Miguel A. Modestino is the Director of the Sustainable Engineering Initiative and the Donald F. Othmer Associate Professor of Chemical Engineering at New York University (NYU). He also serves as Distinguished Visiting Professor of Industrial Decarbonization at Tecnologico de Monterrey (Mexico). Miguel obtained his B.S. in Chemical Engineering (2007) and M.S. in Chemical Engineering Practice (2008) from the Massachusetts Institute of Technology, and his Ph.D. in Chemical Engineering from the University of California, Berkeley (2013). From 2013-2016, he was a post-doctoral researcher at the École Polytechnique Fédérale de Lausanne (EPFL) in Switzerland. He is a winner of the MIT Technology Review Innovators Under 35 Award in Latin America (2017) and Globally (2020), the ACS Petroleum Research Fund Doctoral New Investigator Award (2018), the NSF CAREER Award (2019), the Global Change Award from the H&M Foundation (2016), and the TED Idea Search Latin America (2021). His research group at NYU operates at the intersection of advanced chemical manufacturing technologies, high throughput experimentation and its integration with AI. He is also the co-founder of Sunthetics, a startup developing machine learning solutions to accelerate R&D in the chemical industry, and Metrotech Energy, a startup developing flexible energy storage solutions for power resiliency.

The chemical industry produces more than 70,000 products (1.2 billion tons in total) via thermal processes powered by fossil fuel combustion, accounting for ~5% of the US energy utilization and >30% of the US energy-derived industrial CO2 emissions. Among these processes, the production of organic chemical commodities accounts for most of the energy consumption (>1200 TBTU/y), and the electrification of these processes via the implementation of electro-organic reactions could enable a deeper integration of renewable electricity sources with chemical plants and accelerate the decarbonization of the chemical industry. Currently, however, two major challenges prevent the deployment of electro-organic reactions at scale: their low selectivity and their low production rates. To circumvent these barriers, my group combines electrochemical reaction engineering principles, high throughput experimentation (HTE) and machine-learning methods to accelerate the development of high-performing electro-organic reaction processes.

In this presentation, I will start with a discussion of our studies on the electrochemical production of adiponitrile (ADN), a precursor to Nylon 6,6, via the electrohydrodimerization of acrylonitrile (AN). This is the largest and most successful electro-organic reaction deployed in industry and serves as a test case for the development of high-performing organic electrochemical processes. Our investigations on ADN are aimed at uncovering the relationship between the electrochemical environment at and near the electrical double layer (EDL) and reaction performance metrics (i.e., selectivity, efficiency, and productivity). I will discuss general guidelines for electrolyte formulation and provide molecular insights into the role of different species at electrode/electrolyte interfaces (e.g., buffer ions, chelating ions, selectivity-directing ions, and supporting ions) in enhancing conversions of AN to ADN. I will also present how carefully controlling pulsed electrosynthesis conditions guided by active machine learning can help mitigate mass transport limitations, control the concentration of AN near the EDL and enhance the production rate of ADN.

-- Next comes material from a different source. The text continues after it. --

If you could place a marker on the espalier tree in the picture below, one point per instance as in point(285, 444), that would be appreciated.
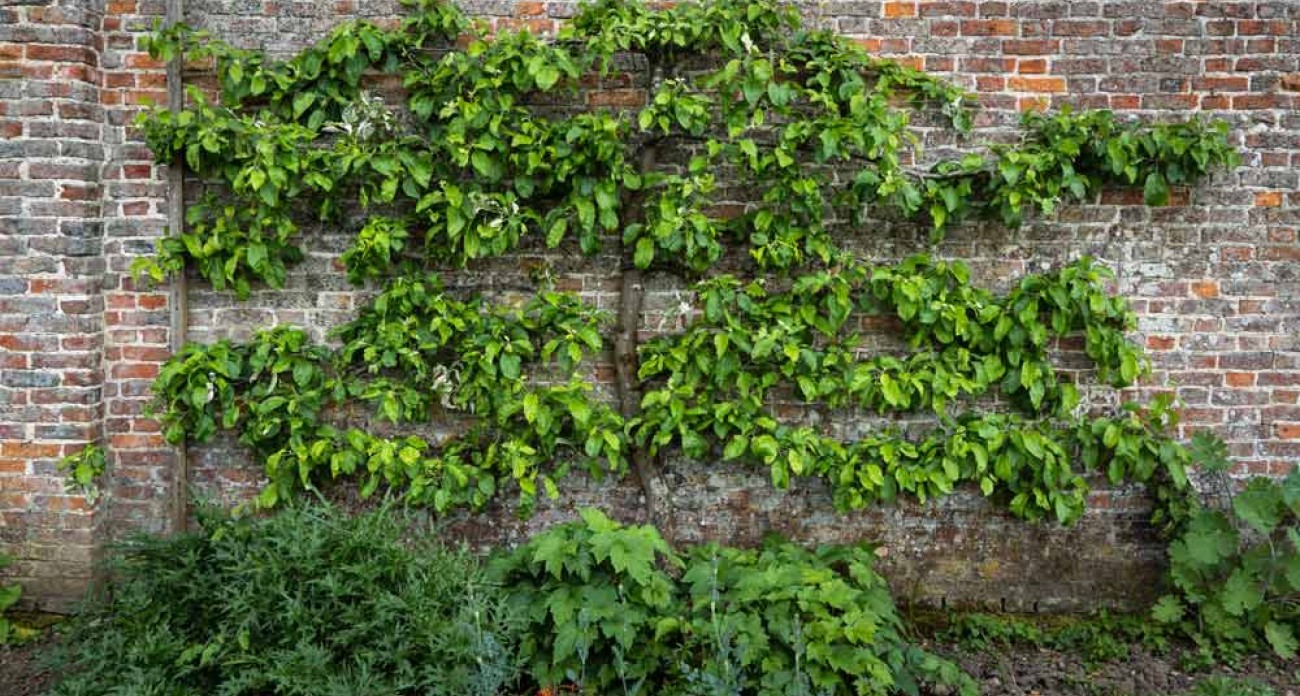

Leveraging our experience with ADN electrosynthesis and with the intention to accelerate the development of high-performing electrosynthetic processes, my group has recently developed HTE tools that allow us to explore 10-100 reaction environments per day, and apply machine-learning methods to accelerate and enhance chemical analysis, to maximize desired performance metrics, and to extract knowledge from complex reaction explorations in high-dimensional parameter spaces. These new tools are helping us elucidate key process-activity relationships for novel chemical transformations (e.g., production of high-value products from biomass waste and CO2) and are setting the foundations for the development of future smart reactors that effectively integrate artificial intelligence in their active control.